Spokesman Marc Fritsch told Swiss public radio the company was reacting to tough competition from discounters, including German newcomer Aldi, which have begun offering no-name cigarettes for up to a quarter the price of brand names.
Another reason was the higher tax slapped on cigarettes in late 2004, which had added SFr0.50 to the cost of a pack.
"The tax increase has had an impact on consumers, who naturally want to smoke for less money," Fritsch said.
Risk to youth
Philippe Vallat, the head of the national tobacco prevention programme within the Federal Health Office, said he was concerned at the development. He said low prices had until now never been used in Switzerland as a tool for marketing cigarettes.
"It is internationally well documented that consumption of cigarettes is directly linked to prices, and especially young people are very sensitive to price," Vallat told swissinfo.
"We are afraid that the lowering of prices by the tobacco industry could lead to increased consumption, especially by the youth."
Vallat said the health office expected the government to react to the move by announcing an increase in cigarette tax.
"What we expect at the health office is that the government increases the cigarette tax in order to make tobacco products less affordable for consumers and young people."
The head of the tobacco prevention programme said recent experiences in France showed that a tax increase did lead to a reduction in consumption, especially among young people.
"A good tax policy by the government is one of the central elements of efficient tobacco prevention. We'd like the government to increase taxes as that's a very effective and simple means of fighting tobacco consumption."
Vallat said tobacco consumption in Switzerland was generally decreasing amid moves in the country to clamp down on passive smoking and as awareness of the health risks of smoking grew.
"In Switzerland opinions about smoking are changing," he said.
Swiss parliamentarian Walter Donzé is also concerned that lower cigarette prices will lead to greater consumption. "The industry is reacting with lower prices to try to increase demand. I find this development dangerous," Donzé told Swiss public radio.
The politician has submitted a proposal to the House of Representatives calling on the government to set a minimum price for a pack of cigarettes.
Vallat said the health office would also agree to a minimum price, but that a tax increase should take priority.
"A tax increase comes in first priority for us and then we would consider the implementation of a minimum price."
1.3 billion people are estimated to smoke worldwide.
There are around 2 million smokers in Switzerland.

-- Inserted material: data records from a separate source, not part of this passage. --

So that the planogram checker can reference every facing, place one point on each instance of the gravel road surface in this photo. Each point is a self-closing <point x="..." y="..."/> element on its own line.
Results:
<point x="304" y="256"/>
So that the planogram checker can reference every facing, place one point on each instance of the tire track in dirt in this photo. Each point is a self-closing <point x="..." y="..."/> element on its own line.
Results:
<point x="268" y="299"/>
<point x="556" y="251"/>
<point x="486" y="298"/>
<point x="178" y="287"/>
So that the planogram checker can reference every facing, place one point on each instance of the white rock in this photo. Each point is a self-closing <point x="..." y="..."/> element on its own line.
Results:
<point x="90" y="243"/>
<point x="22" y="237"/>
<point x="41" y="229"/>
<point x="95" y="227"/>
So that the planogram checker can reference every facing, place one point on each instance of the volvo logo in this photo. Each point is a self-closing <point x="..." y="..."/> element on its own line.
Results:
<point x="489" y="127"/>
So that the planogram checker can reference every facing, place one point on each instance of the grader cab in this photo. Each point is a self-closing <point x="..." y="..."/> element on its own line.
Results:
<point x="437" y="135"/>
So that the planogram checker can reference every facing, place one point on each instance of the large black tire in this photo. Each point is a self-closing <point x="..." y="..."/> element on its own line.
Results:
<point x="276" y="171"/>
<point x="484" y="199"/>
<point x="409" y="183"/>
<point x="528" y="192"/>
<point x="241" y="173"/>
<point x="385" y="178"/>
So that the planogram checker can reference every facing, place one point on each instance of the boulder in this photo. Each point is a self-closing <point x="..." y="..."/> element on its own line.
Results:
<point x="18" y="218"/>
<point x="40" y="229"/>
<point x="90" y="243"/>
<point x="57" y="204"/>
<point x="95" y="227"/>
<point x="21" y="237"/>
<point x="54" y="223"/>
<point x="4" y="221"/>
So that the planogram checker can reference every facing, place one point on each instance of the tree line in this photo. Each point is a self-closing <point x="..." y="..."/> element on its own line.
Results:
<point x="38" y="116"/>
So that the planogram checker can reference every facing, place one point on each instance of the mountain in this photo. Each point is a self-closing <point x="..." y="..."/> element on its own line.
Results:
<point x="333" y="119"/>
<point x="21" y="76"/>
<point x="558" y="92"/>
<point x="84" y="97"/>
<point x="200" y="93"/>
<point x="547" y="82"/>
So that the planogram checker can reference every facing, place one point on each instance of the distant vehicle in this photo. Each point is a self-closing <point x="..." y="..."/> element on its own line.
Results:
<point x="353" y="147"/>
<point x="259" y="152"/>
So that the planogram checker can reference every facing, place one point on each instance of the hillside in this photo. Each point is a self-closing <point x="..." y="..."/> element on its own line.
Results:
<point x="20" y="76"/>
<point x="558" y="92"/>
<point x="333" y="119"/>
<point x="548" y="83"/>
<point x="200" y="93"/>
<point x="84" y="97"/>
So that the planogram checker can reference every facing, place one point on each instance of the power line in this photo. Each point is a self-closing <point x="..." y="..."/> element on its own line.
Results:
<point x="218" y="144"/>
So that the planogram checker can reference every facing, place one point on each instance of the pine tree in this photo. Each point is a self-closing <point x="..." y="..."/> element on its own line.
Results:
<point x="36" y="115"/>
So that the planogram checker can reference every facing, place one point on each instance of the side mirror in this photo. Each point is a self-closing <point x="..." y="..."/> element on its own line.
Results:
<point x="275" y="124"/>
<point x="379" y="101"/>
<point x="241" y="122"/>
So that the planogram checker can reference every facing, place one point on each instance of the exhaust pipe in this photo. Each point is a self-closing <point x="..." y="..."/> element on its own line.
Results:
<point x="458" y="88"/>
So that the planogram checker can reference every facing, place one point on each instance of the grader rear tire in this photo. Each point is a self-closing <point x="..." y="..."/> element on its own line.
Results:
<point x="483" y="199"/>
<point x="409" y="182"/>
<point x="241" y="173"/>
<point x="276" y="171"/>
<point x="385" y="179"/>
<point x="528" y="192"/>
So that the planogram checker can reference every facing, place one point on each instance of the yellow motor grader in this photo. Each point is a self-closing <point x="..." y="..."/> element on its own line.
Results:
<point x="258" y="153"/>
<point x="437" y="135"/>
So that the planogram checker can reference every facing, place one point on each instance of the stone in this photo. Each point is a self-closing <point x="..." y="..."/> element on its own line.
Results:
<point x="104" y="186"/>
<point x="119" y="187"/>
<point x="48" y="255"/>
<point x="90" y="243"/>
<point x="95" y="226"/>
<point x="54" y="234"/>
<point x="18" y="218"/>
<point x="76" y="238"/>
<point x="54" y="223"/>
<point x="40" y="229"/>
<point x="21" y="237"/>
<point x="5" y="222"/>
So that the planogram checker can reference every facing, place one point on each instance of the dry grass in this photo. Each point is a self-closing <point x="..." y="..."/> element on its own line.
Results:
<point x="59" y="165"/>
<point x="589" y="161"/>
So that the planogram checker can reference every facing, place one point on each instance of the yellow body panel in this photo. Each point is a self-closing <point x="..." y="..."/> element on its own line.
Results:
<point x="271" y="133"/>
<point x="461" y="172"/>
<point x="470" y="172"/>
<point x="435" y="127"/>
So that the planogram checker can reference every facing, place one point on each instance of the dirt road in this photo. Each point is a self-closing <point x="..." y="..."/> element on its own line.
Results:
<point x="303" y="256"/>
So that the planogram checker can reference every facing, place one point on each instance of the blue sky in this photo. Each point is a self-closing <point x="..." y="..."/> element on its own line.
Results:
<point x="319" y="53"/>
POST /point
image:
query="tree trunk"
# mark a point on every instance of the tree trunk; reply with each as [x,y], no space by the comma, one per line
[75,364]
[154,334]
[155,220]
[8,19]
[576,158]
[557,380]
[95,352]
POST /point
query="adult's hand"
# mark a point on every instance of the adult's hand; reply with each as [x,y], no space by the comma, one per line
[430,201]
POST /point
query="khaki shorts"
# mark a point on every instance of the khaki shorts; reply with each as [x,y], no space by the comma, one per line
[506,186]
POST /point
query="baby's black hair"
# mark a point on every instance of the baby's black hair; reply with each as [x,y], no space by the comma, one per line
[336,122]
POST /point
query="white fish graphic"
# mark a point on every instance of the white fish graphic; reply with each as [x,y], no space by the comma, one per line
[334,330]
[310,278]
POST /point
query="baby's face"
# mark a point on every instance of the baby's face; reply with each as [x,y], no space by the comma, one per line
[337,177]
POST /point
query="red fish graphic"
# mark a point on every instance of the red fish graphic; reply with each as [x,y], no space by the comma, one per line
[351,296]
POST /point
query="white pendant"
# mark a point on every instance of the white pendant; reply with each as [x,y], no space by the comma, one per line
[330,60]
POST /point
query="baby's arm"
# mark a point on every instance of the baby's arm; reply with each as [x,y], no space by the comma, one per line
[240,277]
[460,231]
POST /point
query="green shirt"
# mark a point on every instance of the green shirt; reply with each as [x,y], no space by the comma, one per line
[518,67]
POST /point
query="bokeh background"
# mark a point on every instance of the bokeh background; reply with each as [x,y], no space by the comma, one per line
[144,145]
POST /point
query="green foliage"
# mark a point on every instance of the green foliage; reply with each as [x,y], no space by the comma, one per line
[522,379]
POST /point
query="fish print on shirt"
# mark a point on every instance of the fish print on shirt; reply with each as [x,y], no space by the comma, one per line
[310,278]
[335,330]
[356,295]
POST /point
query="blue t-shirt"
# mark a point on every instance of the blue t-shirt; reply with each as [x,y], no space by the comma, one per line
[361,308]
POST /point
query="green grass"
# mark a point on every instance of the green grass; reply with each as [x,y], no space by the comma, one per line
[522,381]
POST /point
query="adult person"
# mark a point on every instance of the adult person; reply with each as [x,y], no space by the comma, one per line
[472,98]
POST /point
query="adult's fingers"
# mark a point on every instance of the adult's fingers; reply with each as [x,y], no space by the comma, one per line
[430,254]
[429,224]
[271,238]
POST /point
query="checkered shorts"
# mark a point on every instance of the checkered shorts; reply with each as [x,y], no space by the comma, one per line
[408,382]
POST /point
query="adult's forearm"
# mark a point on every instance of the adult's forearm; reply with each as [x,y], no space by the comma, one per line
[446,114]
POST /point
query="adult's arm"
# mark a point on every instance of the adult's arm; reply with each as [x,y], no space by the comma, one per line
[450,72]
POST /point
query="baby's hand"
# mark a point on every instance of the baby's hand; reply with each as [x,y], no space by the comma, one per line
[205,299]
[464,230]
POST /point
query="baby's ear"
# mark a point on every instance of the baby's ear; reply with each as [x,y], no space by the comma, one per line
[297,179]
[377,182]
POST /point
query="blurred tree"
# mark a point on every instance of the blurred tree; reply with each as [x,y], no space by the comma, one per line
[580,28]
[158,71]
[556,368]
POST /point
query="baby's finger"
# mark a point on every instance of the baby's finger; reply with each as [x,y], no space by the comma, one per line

The World Health Organization and the World Bank estimate that a 10% rise in the price of cigarettes would encourage around 42 million smokers worldwide to give up the habit.
Following the 50-centimes price rise in autumn 2004, a packet of cigarettes now costs between SFr5.70-SFr6 in Switzerland - as much as in neighbouring Italy and Austria.
There has since been a drop in the number of tourists buying cigarettes in Switzerland.
Revenue from the tobacco tax into the state coffers has fallen by an estimated SFr100-200 million.